Escrito por César Farías, Coach Senior Asersentido

Por definición, consagrar es un verbo que se encuentra muy relacionado a la vida religiosa y con limitado uso en la vida mundana. Sin embargo, hace pocos días asistí a una clase en la que el profesor invitó a una persona, quién nos habló, y escuché de él una pregunta que me dejó impactado, como si un golpe hubiera topado con mi cuerpo, especialmente en mi pecho.

La pregunta fue sencilla y simple: ¿A qué estás dispuesto a consagrarte en la vida? Y al instante aparecieron en mí, mil preguntas más…algunas de ellas fueron:

  • ¿Qué es consagrar para mí?
  • ¿Hay algo o alguien por quien esté dispuesto a consagrarme?
  • ¿Qué es aquello que verdaderamente quiero cuidar?
  • ¿A qué realmente me quiero dedicar?

Me di cuenta de regreso a casa que este hombre, que nos habló sólo 10 minutos en la clase, tocó una fibra muy sensible, que me viene descubriendo a mí más que descubriéndola yo a ella: el carácter sagrado de la vida.

En el mundo del coaching ontológico estamos muy prestos (y entrenados además) a ver las acciones y los resultados, e incluso a ver nuestros modos de ser y los aprendizajes que requerimos (tanto técnicos como personales). Me pregunté si la palabra consagrar podía aplicar también en este territorio y me di cuenta que para mí establecía una brutal diferencia:

  • ¿Estoy dispuesto a consagrarme a mi coachee?
  • ¿Estoy escuchando de una forma consagrada?
  • ¿Estoy dispuesto a vivir cada conversación de coaching como algo sagrado?

Si buscas en el diccionario, verás que la palabra consagrar es hacer sagrado a algo o a alguien y también es dedicarse con ahínco, entusiasmo y plena pasión a un fin determinado. Me viene a la mente la imagen de una madre dando de lactar a su hijo/a, y también la imagen de un niño/a que está jugando: no tengo ninguna duda que el momento de dar de lactar (tanto para la mamá como para el hijo/a) así como el momento de jugar para el niño/a, son sagrados.
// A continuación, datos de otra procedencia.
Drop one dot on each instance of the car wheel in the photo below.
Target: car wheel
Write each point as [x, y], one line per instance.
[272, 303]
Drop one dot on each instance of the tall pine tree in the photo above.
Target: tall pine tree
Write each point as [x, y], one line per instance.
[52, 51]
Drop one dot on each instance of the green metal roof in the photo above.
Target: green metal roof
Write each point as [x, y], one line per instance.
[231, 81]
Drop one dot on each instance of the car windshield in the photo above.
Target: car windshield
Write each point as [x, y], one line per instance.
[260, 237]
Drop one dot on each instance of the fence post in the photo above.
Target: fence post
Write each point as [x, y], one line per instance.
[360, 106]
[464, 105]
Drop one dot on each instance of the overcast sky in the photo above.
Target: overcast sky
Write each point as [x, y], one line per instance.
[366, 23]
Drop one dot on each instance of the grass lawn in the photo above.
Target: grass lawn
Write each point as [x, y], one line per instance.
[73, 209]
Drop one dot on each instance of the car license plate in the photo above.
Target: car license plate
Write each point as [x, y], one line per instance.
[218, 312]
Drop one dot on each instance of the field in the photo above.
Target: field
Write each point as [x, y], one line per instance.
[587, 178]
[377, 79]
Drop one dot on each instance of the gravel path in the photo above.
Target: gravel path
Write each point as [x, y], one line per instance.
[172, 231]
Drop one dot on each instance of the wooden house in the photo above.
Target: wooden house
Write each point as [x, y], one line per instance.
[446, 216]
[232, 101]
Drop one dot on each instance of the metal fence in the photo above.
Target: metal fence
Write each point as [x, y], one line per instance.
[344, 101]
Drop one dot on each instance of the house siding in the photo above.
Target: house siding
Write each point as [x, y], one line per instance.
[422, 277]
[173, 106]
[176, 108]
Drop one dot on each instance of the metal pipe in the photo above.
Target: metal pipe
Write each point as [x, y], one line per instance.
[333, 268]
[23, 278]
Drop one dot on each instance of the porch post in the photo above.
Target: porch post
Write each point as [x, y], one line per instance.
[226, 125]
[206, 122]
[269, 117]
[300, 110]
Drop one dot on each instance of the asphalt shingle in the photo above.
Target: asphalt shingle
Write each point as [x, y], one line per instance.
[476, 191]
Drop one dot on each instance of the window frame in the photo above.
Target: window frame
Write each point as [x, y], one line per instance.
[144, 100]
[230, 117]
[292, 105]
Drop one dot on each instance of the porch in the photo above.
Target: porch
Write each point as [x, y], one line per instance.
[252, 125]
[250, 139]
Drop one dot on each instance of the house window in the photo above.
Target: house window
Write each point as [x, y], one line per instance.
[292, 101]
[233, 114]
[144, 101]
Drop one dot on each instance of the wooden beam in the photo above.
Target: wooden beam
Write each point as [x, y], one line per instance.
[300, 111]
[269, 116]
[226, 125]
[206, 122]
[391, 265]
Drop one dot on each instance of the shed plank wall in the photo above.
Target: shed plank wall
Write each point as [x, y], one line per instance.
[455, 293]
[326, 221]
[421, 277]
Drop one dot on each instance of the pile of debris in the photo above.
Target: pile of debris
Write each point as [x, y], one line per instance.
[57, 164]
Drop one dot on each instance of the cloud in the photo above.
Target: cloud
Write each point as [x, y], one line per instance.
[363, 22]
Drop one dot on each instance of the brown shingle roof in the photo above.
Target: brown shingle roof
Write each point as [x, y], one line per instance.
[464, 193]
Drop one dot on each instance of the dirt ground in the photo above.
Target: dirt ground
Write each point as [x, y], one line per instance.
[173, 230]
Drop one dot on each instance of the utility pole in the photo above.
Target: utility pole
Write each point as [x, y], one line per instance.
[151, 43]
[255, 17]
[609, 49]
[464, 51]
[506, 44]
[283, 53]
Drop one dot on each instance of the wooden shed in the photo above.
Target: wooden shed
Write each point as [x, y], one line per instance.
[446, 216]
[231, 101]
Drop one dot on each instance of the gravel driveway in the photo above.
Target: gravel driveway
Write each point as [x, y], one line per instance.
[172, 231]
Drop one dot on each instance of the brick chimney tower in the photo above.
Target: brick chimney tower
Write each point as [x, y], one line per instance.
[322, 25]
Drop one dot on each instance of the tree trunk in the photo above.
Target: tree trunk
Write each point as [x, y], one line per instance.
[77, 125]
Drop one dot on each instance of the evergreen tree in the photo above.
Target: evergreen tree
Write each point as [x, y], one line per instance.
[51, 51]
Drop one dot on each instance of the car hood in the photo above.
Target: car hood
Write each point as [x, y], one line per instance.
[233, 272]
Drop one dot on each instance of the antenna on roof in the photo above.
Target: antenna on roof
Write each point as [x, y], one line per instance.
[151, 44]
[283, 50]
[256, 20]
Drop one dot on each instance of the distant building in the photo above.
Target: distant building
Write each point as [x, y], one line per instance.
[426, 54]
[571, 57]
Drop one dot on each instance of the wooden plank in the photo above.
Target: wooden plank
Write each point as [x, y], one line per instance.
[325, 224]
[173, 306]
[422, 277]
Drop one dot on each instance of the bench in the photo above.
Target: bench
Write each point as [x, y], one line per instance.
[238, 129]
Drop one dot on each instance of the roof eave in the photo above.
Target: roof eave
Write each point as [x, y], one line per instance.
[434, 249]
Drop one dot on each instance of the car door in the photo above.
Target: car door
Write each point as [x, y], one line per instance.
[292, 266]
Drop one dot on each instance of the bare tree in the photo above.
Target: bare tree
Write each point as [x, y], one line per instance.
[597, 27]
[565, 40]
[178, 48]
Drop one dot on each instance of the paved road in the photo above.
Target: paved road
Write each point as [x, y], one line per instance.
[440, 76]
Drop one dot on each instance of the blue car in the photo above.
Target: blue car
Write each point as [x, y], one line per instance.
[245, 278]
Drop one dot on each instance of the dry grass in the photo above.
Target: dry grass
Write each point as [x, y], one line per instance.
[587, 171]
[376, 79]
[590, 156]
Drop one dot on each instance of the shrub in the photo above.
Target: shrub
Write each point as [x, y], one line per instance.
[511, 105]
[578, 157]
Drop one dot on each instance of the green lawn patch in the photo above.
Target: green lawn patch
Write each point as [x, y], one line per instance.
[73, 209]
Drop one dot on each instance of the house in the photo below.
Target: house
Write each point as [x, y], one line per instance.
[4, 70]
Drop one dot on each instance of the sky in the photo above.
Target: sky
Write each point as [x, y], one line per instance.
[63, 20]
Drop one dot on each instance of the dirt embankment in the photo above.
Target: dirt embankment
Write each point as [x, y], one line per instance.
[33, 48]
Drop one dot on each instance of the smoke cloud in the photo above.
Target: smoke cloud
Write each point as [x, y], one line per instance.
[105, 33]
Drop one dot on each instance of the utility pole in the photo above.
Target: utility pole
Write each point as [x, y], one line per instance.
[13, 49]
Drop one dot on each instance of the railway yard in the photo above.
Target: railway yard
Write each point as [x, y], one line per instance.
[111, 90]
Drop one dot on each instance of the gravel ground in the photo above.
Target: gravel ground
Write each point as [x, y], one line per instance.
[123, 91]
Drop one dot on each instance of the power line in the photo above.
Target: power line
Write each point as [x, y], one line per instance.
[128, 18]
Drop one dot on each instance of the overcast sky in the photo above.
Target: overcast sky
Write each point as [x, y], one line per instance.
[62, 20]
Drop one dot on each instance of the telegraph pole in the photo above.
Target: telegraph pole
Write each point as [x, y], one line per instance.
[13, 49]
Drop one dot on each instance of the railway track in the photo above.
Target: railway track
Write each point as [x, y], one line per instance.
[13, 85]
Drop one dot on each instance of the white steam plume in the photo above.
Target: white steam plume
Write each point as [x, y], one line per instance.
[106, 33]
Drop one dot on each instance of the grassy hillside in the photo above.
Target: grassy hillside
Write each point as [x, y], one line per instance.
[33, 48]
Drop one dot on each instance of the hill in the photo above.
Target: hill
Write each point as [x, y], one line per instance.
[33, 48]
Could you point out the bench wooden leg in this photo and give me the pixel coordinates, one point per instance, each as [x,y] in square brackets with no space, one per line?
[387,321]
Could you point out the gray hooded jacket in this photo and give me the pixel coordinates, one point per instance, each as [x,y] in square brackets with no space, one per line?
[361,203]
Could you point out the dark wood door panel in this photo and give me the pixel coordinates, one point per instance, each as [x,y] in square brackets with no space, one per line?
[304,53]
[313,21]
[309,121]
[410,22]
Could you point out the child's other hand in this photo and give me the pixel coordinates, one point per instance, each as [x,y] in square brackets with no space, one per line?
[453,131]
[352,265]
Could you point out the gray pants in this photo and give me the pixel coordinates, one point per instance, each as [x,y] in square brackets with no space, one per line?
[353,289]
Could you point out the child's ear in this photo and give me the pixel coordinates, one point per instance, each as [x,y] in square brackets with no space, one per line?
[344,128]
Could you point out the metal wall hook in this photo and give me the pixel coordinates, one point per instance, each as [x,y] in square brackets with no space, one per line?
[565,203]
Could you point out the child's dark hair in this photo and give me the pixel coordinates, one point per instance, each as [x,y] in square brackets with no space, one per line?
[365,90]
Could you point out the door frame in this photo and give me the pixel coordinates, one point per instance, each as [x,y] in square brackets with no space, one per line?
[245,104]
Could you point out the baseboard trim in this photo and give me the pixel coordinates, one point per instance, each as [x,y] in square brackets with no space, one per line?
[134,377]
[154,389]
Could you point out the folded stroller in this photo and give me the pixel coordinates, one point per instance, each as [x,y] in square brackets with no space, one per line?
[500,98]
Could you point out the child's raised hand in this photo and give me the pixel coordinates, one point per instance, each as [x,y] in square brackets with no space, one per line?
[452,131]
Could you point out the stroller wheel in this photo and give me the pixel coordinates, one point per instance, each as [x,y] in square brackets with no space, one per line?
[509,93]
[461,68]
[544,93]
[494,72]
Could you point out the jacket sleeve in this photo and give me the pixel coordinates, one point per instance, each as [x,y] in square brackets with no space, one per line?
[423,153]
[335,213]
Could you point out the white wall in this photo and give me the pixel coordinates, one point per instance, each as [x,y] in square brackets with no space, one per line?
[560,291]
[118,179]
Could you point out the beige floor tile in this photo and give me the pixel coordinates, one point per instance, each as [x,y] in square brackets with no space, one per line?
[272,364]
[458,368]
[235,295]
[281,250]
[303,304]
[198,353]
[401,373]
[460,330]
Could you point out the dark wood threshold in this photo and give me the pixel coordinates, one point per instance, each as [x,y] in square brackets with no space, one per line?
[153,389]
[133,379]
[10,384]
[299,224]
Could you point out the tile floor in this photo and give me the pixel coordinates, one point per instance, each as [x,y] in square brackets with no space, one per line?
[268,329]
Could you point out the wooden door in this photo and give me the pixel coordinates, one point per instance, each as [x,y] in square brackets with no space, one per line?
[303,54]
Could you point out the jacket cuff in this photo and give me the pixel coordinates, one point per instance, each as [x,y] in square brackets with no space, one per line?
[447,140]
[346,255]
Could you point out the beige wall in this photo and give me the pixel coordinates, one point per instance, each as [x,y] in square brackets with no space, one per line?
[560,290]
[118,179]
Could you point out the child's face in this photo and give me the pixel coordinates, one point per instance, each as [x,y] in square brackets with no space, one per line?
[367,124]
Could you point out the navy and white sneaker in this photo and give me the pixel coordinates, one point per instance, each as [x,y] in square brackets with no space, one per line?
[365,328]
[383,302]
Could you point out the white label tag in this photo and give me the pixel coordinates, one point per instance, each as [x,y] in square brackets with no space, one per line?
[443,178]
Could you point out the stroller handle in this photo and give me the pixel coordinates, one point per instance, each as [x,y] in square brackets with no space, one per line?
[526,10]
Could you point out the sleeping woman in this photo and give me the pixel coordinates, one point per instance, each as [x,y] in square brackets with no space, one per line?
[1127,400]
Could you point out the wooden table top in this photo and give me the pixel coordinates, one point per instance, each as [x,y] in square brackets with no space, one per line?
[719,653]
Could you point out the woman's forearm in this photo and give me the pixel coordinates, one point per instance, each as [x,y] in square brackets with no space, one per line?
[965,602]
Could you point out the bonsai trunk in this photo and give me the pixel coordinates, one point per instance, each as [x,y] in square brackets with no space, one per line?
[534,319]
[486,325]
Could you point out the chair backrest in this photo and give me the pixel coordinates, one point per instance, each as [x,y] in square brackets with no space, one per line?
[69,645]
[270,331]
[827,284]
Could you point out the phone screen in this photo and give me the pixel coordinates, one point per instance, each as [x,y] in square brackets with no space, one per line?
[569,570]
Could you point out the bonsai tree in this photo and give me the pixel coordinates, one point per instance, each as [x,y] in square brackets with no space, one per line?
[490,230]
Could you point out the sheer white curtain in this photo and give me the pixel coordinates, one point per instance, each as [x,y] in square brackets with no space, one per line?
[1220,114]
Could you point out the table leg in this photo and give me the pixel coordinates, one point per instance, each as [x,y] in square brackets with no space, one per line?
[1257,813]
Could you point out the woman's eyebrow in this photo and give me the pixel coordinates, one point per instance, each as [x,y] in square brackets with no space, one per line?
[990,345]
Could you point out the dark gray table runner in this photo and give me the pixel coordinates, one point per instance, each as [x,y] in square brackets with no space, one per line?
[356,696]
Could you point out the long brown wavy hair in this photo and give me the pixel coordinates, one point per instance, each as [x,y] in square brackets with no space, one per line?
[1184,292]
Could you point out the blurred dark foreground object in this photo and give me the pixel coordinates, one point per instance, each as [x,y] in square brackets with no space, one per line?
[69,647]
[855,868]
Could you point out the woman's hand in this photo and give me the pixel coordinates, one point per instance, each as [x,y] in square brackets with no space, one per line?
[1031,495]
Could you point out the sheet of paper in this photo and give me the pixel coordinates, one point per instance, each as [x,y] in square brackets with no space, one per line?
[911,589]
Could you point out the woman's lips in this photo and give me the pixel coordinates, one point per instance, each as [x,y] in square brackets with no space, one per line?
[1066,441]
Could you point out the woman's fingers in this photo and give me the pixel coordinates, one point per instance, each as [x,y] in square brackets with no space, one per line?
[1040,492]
Más allá de si eres coach o no, más allá de si tienes conocimiento de ontología o no, creo que como ser humano te enfrentarás tarde o temprano a este gran dilema:

  • ¿Estoy haciendo realmente lo que quiero hacer?
  • ¿Estoy siendo verdaderamente lo que quiero ser?

Y más allá de lo que quieres hacer y quieres ser:

  • ¿Ves tu propia vida como algo sagrado?
  • ¿Estás pudiendo vivirla de un modo con-sagrado?

Te dejo con estas reflexiones, que son mías también, y espero que te sean útiles como lo están siendo para mí.